Tobacco prevention "programs that work:" The CDC research to classroom project to reduce health risk behaviors among school-age youth

Diane D. Allensworth, PhD, RN, Holly B. Conner, MA, CHES, Linda Crossett, RDH, and Dean Fenley, EdD. Division of Adolescent and School Health, Centers for Disease Control and Prevention, 4770 Buford Hwy NE, MS K-31, Atlanta, GA 30341, 770-488-3252, dda6@cdc.gov

Description: The Research to Classroom Project (RTC) identifies curricula with credible evidence of effectiveness in reducing health risk behaviors among school-age youth, and provides resources to make curricula available nationwide.
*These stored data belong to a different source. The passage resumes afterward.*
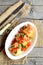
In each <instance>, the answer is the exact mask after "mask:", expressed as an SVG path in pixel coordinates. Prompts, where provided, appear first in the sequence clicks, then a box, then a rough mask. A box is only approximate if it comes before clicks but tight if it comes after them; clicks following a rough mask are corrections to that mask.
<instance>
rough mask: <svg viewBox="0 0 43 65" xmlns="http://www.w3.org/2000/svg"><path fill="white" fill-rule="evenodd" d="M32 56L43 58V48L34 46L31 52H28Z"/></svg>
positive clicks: (39, 57) (28, 56)
mask: <svg viewBox="0 0 43 65" xmlns="http://www.w3.org/2000/svg"><path fill="white" fill-rule="evenodd" d="M28 57H29V58H30V57H31V58H43V48H34V49H33V50H32V51H31V52H30V54H28Z"/></svg>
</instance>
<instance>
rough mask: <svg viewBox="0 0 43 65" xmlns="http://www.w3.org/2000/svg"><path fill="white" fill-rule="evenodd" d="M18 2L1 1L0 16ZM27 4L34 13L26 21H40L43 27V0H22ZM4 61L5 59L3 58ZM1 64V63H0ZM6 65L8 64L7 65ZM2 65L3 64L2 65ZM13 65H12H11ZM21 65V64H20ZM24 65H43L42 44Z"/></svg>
mask: <svg viewBox="0 0 43 65" xmlns="http://www.w3.org/2000/svg"><path fill="white" fill-rule="evenodd" d="M15 1H16V0H0V14H1V13H2V12H3V11H4V10H5V9H6V8H7V7H9V6H10V5H12V4H13V3H14V2H15ZM22 1H25V2H28V3H29V2H30V4H31V6H32V11H31V12H30V13H29V14H28V15H27V16H26V19H25V20H24V21H26V20H28V19H30V20H32V19H35V20H37V19H39V20H41V22H42V25H43V0H22ZM2 60H3V57H2ZM0 64H1V62H0ZM5 64H6V63H5ZM1 65H2V64H1ZM11 65H12V64H11ZM20 65H21V64H20ZM24 65H43V47H42V45H41V43H40V45H39V46H36V47H35V48H34V49H33V50H32V52H31V53H30V54H29V55H28V58H27V60H26V64H24Z"/></svg>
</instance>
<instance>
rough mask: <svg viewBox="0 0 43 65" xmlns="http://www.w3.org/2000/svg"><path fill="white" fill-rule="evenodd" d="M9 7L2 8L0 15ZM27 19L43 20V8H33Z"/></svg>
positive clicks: (6, 6) (40, 6)
mask: <svg viewBox="0 0 43 65" xmlns="http://www.w3.org/2000/svg"><path fill="white" fill-rule="evenodd" d="M8 7H9V6H0V14H1V13H2V12H3V11H5V10H6V9H7V8H8ZM26 18H34V19H43V6H32V11H31V12H30V13H29V14H28V15H27V16H26Z"/></svg>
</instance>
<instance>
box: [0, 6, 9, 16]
mask: <svg viewBox="0 0 43 65" xmlns="http://www.w3.org/2000/svg"><path fill="white" fill-rule="evenodd" d="M8 7H9V6H0V15H1V14H2V13H3V12H4V11H5V10H6V9H7V8H8Z"/></svg>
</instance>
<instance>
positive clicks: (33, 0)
mask: <svg viewBox="0 0 43 65" xmlns="http://www.w3.org/2000/svg"><path fill="white" fill-rule="evenodd" d="M22 1H24V2H27V3H30V4H31V5H43V0H22Z"/></svg>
In 1993, CDC initially began RTC with programs to prevent sexual risk behaviors associated with HIV, STDs, and unintended pregnancies, and recently has expanded the project to examine school-based programs in tobacco use prevention.

Methods: Major documents, published between 1980 and 1995, reported school-based tobacco prevention programs that reduced or delayed the onset of adolescent tobacco use within a variety of populations and settings. CDC reviewed these programs, using criteria that included: (1) positive findings of a risk-reduction change (e.g. delayed onset or reduced prevalence of tobacco use) as a result of exposure to the curriculum; (2) use of a condition and control group; (3) a curricula consistent with CDCís "Guidelines for School Health Programs to Prevent Tobacco Use and Addiction;" and (4) a 3-month minimum follow-up measure. Two external panels in the field of health-related behavioral research and health education program implementation reviewed the programs and made recommendations about nation-wide dissemination.
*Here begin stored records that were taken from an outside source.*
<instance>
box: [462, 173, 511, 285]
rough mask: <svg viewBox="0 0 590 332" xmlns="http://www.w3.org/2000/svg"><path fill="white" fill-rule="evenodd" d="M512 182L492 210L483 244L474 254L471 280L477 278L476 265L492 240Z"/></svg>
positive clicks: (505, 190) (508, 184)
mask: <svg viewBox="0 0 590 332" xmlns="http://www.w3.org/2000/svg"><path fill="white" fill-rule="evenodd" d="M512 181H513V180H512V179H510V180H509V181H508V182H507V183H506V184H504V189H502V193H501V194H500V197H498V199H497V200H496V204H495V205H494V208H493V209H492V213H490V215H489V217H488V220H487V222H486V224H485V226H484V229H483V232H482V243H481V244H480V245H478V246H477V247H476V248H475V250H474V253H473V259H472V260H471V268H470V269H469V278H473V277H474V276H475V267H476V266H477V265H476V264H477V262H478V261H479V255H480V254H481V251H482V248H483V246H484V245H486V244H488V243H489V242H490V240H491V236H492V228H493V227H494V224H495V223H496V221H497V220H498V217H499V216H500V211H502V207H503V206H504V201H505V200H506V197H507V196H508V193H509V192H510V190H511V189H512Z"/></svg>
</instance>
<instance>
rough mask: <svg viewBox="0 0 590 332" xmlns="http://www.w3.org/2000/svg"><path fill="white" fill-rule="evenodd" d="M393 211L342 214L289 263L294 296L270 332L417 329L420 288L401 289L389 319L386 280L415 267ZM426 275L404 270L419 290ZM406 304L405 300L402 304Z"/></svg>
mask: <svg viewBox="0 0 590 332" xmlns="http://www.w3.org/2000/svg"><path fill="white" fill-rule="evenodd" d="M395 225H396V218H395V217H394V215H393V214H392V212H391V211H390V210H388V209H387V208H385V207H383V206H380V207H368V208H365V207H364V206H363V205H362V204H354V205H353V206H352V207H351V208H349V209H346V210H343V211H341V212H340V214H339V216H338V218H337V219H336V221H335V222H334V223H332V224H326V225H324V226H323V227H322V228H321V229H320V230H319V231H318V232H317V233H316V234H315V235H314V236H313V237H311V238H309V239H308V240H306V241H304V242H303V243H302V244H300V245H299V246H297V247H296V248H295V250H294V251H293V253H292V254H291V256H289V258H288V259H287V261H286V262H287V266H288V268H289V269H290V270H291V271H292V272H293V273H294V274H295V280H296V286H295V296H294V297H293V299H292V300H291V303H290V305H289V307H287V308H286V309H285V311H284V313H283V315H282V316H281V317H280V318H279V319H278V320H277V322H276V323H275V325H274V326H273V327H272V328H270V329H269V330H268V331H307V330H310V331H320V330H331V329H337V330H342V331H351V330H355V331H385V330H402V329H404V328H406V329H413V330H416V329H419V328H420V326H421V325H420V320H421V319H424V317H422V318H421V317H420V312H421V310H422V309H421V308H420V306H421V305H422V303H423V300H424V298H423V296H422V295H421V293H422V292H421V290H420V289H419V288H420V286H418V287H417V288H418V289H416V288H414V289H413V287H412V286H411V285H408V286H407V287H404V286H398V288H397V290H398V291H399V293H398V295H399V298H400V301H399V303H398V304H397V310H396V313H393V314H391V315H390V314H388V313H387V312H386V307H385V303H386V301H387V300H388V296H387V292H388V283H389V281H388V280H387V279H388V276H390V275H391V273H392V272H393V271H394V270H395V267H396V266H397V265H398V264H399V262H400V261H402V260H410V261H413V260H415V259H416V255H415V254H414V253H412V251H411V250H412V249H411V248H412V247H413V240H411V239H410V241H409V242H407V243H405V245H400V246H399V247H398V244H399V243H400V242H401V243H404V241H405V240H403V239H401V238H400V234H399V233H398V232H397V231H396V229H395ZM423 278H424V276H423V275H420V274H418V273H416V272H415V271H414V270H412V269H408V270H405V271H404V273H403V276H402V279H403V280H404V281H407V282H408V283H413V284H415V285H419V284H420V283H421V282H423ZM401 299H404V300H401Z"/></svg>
Results: CDC has selected four curricula for dissemination, initiated a process for nationwide promotion of the programs, and developed a program-specific training component.
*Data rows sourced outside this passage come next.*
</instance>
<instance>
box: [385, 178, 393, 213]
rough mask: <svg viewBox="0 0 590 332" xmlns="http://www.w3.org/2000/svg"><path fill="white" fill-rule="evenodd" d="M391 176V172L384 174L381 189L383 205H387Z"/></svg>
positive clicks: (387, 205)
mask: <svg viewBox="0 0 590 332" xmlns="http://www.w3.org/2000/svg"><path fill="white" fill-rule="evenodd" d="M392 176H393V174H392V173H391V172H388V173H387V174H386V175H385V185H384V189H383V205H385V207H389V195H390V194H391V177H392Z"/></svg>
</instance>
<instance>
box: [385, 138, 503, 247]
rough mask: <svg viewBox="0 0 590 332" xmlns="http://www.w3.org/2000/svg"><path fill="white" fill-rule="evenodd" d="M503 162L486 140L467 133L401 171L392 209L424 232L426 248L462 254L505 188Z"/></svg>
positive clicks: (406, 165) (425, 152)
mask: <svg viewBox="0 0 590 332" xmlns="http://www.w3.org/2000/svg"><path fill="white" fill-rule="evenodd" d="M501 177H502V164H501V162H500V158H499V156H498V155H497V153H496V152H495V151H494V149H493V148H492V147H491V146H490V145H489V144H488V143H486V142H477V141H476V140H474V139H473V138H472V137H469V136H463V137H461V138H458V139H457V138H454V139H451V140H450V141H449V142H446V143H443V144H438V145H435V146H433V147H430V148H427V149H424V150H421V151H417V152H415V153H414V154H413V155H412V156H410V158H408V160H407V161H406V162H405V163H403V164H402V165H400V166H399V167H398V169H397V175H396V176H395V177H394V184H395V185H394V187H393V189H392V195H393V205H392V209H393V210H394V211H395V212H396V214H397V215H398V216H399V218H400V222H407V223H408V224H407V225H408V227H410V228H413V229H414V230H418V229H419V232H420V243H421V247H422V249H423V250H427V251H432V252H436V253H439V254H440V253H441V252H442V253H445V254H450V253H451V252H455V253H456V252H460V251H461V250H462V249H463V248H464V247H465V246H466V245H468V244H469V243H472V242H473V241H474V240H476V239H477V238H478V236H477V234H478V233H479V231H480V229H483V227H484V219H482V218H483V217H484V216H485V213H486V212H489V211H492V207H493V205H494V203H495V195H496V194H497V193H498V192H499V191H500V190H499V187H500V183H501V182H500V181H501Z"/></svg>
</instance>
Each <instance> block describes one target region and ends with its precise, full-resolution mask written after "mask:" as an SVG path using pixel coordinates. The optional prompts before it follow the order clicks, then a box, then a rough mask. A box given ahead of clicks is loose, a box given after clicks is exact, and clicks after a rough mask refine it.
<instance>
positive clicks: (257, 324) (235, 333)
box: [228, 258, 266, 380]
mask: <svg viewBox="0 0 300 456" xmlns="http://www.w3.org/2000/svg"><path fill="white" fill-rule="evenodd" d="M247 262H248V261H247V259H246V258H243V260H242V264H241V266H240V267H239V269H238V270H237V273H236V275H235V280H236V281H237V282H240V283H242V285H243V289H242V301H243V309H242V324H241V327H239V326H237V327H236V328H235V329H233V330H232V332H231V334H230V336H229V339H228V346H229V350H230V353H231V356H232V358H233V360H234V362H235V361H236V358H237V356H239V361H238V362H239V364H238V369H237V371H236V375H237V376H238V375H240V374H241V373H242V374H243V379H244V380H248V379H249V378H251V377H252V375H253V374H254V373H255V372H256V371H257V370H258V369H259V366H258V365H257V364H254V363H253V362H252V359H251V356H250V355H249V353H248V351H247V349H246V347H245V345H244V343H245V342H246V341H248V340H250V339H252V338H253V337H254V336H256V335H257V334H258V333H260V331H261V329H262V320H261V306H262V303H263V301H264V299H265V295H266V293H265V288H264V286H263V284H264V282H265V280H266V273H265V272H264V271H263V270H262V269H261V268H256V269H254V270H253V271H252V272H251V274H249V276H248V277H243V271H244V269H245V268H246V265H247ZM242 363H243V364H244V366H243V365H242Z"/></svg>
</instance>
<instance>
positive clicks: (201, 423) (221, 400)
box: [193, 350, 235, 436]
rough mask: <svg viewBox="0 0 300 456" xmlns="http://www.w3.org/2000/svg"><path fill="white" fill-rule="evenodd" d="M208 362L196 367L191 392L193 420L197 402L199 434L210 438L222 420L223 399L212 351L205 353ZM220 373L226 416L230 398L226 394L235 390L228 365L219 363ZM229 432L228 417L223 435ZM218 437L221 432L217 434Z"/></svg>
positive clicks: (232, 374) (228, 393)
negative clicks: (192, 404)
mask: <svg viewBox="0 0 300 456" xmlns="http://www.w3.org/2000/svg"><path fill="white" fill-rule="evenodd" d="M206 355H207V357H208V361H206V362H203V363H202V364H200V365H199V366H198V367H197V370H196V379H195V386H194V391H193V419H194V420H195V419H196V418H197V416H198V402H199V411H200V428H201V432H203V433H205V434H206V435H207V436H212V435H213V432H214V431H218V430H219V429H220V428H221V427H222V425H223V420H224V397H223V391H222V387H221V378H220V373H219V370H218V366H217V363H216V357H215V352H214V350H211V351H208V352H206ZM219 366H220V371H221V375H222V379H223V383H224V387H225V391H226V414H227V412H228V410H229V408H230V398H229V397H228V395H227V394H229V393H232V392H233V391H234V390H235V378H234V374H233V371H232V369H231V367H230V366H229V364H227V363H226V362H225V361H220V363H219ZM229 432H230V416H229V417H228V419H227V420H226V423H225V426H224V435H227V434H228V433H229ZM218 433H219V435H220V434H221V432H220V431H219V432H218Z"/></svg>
Conclusions: RTC enables state, district, and local school systems to offer programs with credible evidence of effectiveness that reduce health risk behaviors among adolescents.

Learning Objectives: At the end of this presentation, participants will be able to: (1) articulate the research to classroom selection process; (2) identify and describe the four tobacco prevention curricula with credible evidence of effectiveness

Keywords: Adolescent Health, Tobacco

Presenting author's disclosure statement:
Organization/institution whose products or services will be discussed: None
I do not have any significant financial interest/arrangement or affiliation with any organization/institution whose products or services are being discussed in this session.